The objective of this code is to find the nearest airport(possibly best) available to user based on user's coordinates and airport's coordinates
- Run Tests
test
(from sbt-shell) or sbt "test"
(from terminal)
- Build the project
clean;assembly
(from sbt-shell) or sbt "clean;assembly"
(from terminal)
- Run the application
java -jar target/scala-2.12/nearest-airport-locator.jar --input-files "/path-to/optd-airports-sample.csv,/path-to/user-geo-sample.csv" --output-file "/path-to/nearest_airport/"

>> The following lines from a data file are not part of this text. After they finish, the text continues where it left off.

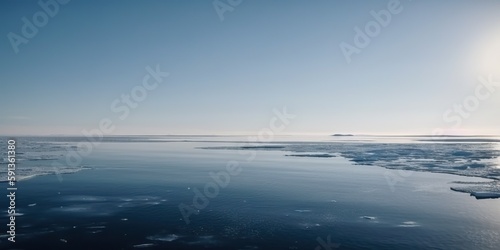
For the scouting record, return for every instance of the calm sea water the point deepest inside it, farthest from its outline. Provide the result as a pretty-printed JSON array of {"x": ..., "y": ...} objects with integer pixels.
[{"x": 130, "y": 199}]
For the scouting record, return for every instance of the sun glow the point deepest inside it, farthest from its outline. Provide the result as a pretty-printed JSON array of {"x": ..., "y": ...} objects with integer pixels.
[{"x": 488, "y": 57}]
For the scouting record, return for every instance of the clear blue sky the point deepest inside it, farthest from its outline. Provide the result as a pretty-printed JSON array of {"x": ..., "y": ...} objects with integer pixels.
[{"x": 227, "y": 76}]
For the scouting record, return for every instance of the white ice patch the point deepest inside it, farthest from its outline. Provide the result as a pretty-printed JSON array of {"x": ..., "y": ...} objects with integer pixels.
[{"x": 163, "y": 237}]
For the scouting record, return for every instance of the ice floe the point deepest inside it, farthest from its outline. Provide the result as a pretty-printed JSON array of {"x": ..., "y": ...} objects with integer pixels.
[{"x": 474, "y": 158}]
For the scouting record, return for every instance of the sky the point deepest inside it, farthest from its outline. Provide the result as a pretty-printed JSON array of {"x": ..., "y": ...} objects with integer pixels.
[{"x": 231, "y": 64}]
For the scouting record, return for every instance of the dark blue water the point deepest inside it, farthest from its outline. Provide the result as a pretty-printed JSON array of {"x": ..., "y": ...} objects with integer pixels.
[{"x": 130, "y": 200}]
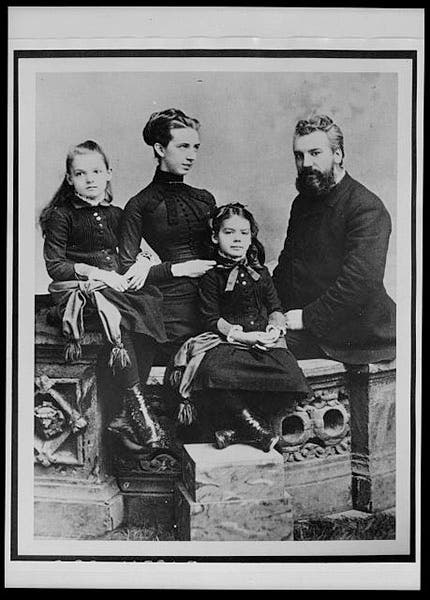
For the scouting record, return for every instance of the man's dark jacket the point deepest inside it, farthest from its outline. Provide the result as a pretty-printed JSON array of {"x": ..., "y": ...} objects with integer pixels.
[{"x": 332, "y": 266}]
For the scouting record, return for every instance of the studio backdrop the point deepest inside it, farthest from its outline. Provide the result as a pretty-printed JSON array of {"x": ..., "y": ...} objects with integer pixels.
[{"x": 247, "y": 124}]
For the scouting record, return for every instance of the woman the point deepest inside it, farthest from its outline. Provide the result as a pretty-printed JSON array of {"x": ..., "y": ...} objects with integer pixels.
[{"x": 172, "y": 217}]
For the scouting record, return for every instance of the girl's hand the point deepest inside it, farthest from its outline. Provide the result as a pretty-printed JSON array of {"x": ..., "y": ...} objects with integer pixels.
[
  {"x": 273, "y": 333},
  {"x": 112, "y": 279},
  {"x": 250, "y": 338},
  {"x": 192, "y": 268},
  {"x": 137, "y": 274}
]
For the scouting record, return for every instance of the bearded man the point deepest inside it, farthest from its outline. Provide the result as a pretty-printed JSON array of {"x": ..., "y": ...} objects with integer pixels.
[{"x": 330, "y": 273}]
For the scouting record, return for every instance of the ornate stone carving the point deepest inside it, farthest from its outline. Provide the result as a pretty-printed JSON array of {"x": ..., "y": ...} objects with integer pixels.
[
  {"x": 315, "y": 429},
  {"x": 56, "y": 420}
]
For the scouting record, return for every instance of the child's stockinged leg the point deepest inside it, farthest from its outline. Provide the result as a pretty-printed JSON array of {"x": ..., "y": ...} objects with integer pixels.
[{"x": 136, "y": 410}]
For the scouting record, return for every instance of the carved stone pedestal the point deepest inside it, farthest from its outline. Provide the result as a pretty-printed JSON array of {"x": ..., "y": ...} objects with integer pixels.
[
  {"x": 76, "y": 510},
  {"x": 235, "y": 494},
  {"x": 372, "y": 391},
  {"x": 316, "y": 444},
  {"x": 75, "y": 495}
]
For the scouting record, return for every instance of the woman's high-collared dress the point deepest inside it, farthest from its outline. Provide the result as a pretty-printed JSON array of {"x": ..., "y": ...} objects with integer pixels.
[{"x": 172, "y": 217}]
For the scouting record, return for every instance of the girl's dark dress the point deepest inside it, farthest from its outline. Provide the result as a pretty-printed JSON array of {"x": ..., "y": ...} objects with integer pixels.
[
  {"x": 228, "y": 366},
  {"x": 80, "y": 233},
  {"x": 172, "y": 218}
]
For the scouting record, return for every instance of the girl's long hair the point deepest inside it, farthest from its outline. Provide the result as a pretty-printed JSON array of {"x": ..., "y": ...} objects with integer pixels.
[
  {"x": 256, "y": 254},
  {"x": 66, "y": 191}
]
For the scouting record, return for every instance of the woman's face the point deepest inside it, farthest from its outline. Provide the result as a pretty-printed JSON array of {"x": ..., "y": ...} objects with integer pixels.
[
  {"x": 180, "y": 153},
  {"x": 234, "y": 237}
]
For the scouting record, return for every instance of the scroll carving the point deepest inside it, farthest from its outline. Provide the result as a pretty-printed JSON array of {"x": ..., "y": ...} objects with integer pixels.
[{"x": 56, "y": 421}]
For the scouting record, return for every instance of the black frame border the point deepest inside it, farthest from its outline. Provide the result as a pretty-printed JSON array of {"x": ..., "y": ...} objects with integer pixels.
[{"x": 19, "y": 55}]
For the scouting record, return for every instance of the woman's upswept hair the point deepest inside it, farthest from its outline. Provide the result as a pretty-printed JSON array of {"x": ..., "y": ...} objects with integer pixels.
[
  {"x": 256, "y": 253},
  {"x": 66, "y": 191},
  {"x": 160, "y": 125},
  {"x": 327, "y": 125}
]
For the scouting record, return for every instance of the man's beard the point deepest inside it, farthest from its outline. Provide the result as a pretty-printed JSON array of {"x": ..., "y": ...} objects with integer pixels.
[{"x": 314, "y": 183}]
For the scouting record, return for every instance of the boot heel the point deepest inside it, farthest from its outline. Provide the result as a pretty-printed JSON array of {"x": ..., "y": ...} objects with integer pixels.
[
  {"x": 224, "y": 438},
  {"x": 143, "y": 423}
]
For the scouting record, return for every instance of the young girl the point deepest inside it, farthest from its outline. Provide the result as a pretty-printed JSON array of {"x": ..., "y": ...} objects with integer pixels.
[
  {"x": 81, "y": 229},
  {"x": 243, "y": 356}
]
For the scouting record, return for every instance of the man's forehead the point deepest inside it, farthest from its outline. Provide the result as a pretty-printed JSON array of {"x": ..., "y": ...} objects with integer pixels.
[{"x": 316, "y": 139}]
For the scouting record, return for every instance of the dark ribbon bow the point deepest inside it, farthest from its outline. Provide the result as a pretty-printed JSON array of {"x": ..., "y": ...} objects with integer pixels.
[{"x": 235, "y": 267}]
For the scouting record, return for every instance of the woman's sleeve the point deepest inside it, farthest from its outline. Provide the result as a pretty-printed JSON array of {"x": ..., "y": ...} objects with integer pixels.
[
  {"x": 54, "y": 249},
  {"x": 131, "y": 239}
]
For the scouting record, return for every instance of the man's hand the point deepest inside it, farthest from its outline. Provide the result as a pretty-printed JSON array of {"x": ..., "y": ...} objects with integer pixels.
[
  {"x": 294, "y": 319},
  {"x": 137, "y": 274}
]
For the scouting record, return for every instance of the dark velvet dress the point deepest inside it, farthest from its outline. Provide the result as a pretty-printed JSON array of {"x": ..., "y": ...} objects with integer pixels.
[
  {"x": 172, "y": 217},
  {"x": 89, "y": 235},
  {"x": 249, "y": 304}
]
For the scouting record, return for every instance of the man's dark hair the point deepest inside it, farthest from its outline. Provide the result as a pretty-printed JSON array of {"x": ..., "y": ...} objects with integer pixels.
[{"x": 327, "y": 125}]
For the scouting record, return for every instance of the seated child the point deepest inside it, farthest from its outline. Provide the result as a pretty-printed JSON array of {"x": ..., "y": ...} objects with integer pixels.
[
  {"x": 243, "y": 353},
  {"x": 81, "y": 229}
]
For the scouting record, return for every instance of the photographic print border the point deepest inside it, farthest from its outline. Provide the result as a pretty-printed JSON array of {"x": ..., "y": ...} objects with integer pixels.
[{"x": 20, "y": 55}]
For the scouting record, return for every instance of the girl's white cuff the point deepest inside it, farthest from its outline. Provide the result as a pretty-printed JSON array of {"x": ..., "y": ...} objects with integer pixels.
[{"x": 230, "y": 339}]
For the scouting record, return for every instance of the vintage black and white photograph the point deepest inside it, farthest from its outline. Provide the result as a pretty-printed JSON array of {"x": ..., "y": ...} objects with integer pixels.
[{"x": 213, "y": 281}]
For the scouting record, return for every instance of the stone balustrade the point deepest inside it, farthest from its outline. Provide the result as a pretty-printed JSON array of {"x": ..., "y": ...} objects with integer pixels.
[{"x": 338, "y": 448}]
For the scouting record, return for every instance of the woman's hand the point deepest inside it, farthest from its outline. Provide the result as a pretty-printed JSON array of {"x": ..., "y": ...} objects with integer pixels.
[
  {"x": 192, "y": 268},
  {"x": 112, "y": 279},
  {"x": 252, "y": 338},
  {"x": 137, "y": 274},
  {"x": 274, "y": 334}
]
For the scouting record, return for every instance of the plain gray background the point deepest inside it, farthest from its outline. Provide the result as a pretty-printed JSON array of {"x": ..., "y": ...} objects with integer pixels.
[{"x": 247, "y": 123}]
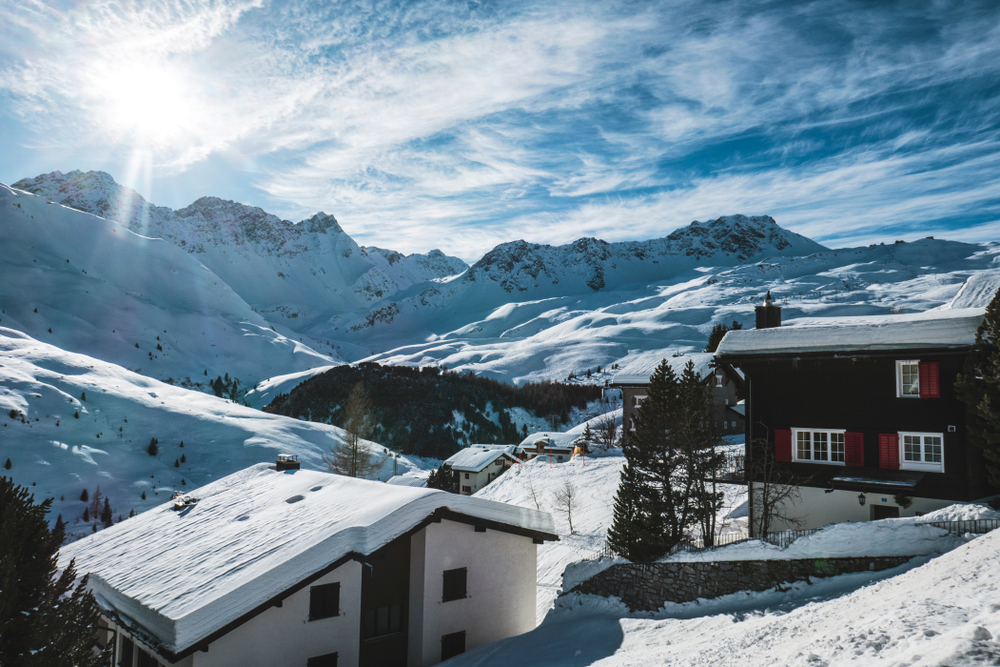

The implementation is on Apache Spark as it is known for handling huge volumes of data(or events with spark streaming) in a distributed manner with resilience. This can be also be implemented in Apache Beam/Flink data streams but as I have already worked on spark, I went with that.
- Airport coordinates might contain invalid latitudes and longitudes.
- The given dataset is the complete set of coordinates and up-to-date.
- A maximum difference in distance to the nearest airport is 50 Kms.
The logic is as follows,
- Load Airport coordinates as a dataframe and sent to broadcast for lookup operations.
- Load user coordinates as dataframe and using a UDF to calculate the distance between coordinates.
- Do a search on the airport coordinates to narrow down by fetching the areas using the latitude and longitude upper and lower limits. This gives us the possible nearby airports. The search happens in two levels, one with the latitude initially and with the longitudes next. Once we have the nearby airports, we use Haversine Formula to calculate the distance between the points from the list of nearby airports and reduce the output to the nearest airport.
- The above operation will be performed by UDF and for each user event in the dataset.
I looked over the internet for the best method to calculate the distance between two points. There are quite a few distance calculating methods like Euclidean, Manhattan etc but for this use-case Haversine might be more suitable because Haversine method gives the distance based on the great-circle along the surface of the earth and for instance Euclidean method gives the distance based on straight-line.
Currently, the airport coordinates file is loaded and cleansed inside the same application. But for real-life production scenarios, I would have a nightly job that updates the master Airport coordinates with new coordinates(if there are), clean the data and store the dataset. Then have a scheduled executor(for e.g., akka actor) inside the spark application to refresh the table/file and re-broadcast the airport Coordinates.
- As of today, spark support objects of size up to 8Gb to broadcast. So, we can safely assume that the master airport coordinates will not exceed even if there are new airports and provided the metadata stays the same. But this also comes at the cost of choosing between the computing cost and efficiency (if we need to go with the sql joins which can also become overly complicated in terms of correctness and maintenance)
- Due to time limitation, am not able to calculate the error margin in distance calculation and could not precisely test the logic in unit tests.